The restore destination volume can be any nonoptical storage device mounted locally to the Mac running the restore process. This includes any nonsystem volumes on a partitioned hard drive, volumes on external drives, and even volumes that reside in read/write disk images. The only requirement is that the ASR process must be able to unmount and replace the destination volume contents. Again, this requirement is why you cannot restore to a volume that is currently being used as a startup disk.

The size of your restore destination is also a consideration. Obviously, the restore process works only if your destination volume is as large or larger than the source volume contents. If the destination volume is larger, the ASR process will simply leave the remaining volume space as is. The exception to this is when restoring at the device level. The ASR process can also restore or clone an entire storage device, including all partitions, to another device. This technique is rarely used because the ASR process will have to reformat the destination device with the exact same partition scheme as the source device. Thus, the destination device must always be as large or larger than the source device, and any extra space on the destination device will not be formatted.

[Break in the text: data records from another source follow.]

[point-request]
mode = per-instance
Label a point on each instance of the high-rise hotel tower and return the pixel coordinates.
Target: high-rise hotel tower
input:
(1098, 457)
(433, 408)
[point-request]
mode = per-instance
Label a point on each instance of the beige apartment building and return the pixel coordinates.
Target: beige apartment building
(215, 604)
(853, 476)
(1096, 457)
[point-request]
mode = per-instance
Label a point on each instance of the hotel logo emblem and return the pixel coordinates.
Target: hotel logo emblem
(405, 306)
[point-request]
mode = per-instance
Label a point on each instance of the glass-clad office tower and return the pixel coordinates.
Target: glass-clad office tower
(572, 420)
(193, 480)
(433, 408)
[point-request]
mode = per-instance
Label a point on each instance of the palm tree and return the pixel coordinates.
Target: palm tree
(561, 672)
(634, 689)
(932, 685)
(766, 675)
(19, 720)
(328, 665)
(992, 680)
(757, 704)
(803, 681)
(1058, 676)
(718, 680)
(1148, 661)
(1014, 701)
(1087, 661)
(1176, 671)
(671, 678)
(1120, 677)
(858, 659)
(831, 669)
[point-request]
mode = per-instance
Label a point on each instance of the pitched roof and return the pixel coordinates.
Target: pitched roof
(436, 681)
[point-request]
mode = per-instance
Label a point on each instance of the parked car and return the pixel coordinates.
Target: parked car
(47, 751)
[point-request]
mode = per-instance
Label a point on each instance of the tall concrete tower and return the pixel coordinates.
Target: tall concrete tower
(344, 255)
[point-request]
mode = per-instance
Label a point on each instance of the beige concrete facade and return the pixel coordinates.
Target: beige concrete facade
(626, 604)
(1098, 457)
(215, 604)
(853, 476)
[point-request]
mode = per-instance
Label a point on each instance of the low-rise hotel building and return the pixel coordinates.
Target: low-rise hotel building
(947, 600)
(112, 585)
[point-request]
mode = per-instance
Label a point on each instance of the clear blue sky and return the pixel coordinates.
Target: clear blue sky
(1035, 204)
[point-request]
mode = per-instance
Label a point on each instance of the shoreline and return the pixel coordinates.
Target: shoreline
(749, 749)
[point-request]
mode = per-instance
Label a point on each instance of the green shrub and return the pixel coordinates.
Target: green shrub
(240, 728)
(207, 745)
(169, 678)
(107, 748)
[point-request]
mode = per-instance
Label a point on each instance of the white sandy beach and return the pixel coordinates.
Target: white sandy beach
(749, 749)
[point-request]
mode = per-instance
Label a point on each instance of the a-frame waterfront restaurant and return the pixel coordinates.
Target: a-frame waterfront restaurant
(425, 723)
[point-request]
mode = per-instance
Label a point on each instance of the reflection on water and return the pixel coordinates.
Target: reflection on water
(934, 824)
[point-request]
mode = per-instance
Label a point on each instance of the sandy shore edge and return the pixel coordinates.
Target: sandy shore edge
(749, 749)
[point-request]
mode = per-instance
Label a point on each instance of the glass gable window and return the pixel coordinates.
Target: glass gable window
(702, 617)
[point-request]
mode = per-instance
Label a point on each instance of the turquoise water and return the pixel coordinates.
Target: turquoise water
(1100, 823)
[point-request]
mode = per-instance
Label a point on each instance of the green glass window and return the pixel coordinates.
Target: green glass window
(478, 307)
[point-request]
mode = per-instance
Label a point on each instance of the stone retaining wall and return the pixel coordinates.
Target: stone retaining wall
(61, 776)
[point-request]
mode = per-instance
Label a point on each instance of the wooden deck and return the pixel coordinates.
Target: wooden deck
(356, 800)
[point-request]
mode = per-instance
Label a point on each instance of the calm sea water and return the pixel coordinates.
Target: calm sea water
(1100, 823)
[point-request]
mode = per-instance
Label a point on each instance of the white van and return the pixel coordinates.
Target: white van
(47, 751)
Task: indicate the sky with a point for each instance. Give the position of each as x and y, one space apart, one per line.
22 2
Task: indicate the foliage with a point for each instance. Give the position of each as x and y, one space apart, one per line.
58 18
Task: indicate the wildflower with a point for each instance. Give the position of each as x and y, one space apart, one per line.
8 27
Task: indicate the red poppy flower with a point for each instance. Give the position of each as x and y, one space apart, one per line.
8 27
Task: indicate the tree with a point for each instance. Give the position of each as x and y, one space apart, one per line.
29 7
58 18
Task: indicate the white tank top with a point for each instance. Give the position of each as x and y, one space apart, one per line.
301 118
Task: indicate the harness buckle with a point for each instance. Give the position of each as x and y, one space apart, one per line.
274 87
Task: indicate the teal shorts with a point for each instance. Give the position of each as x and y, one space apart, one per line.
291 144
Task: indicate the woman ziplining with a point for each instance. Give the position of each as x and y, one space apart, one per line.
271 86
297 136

ASR uses two methods for duplicating a volume. The most commonly used method is the erase and copy. With this method the ASR process completely erases the destination volume and performs a very fast block-level copy. This method is often 10 times faster than the alternative, and it always results in the “cleanest” system restore.

However, if you need to retain the contents of the destination volume, you can perform a file copy. With this method the ASR process copies the items one at a time, replacing any items on the destination volume with the items from the source volume. It’s important to realize that the ASR process does not consider the age or version of individual items and will replace all items on the destination volume with a similar item from the source volume.

Finally, ASR can perform a verification of the restore. The verification process ensures that your restore or clone was fully completed without error to the destination. It does this by comparing the destination to the source. This verification doubles the amount of time it takes to complete the ASR restoration process, but it guarantees an error-free restoration or clone.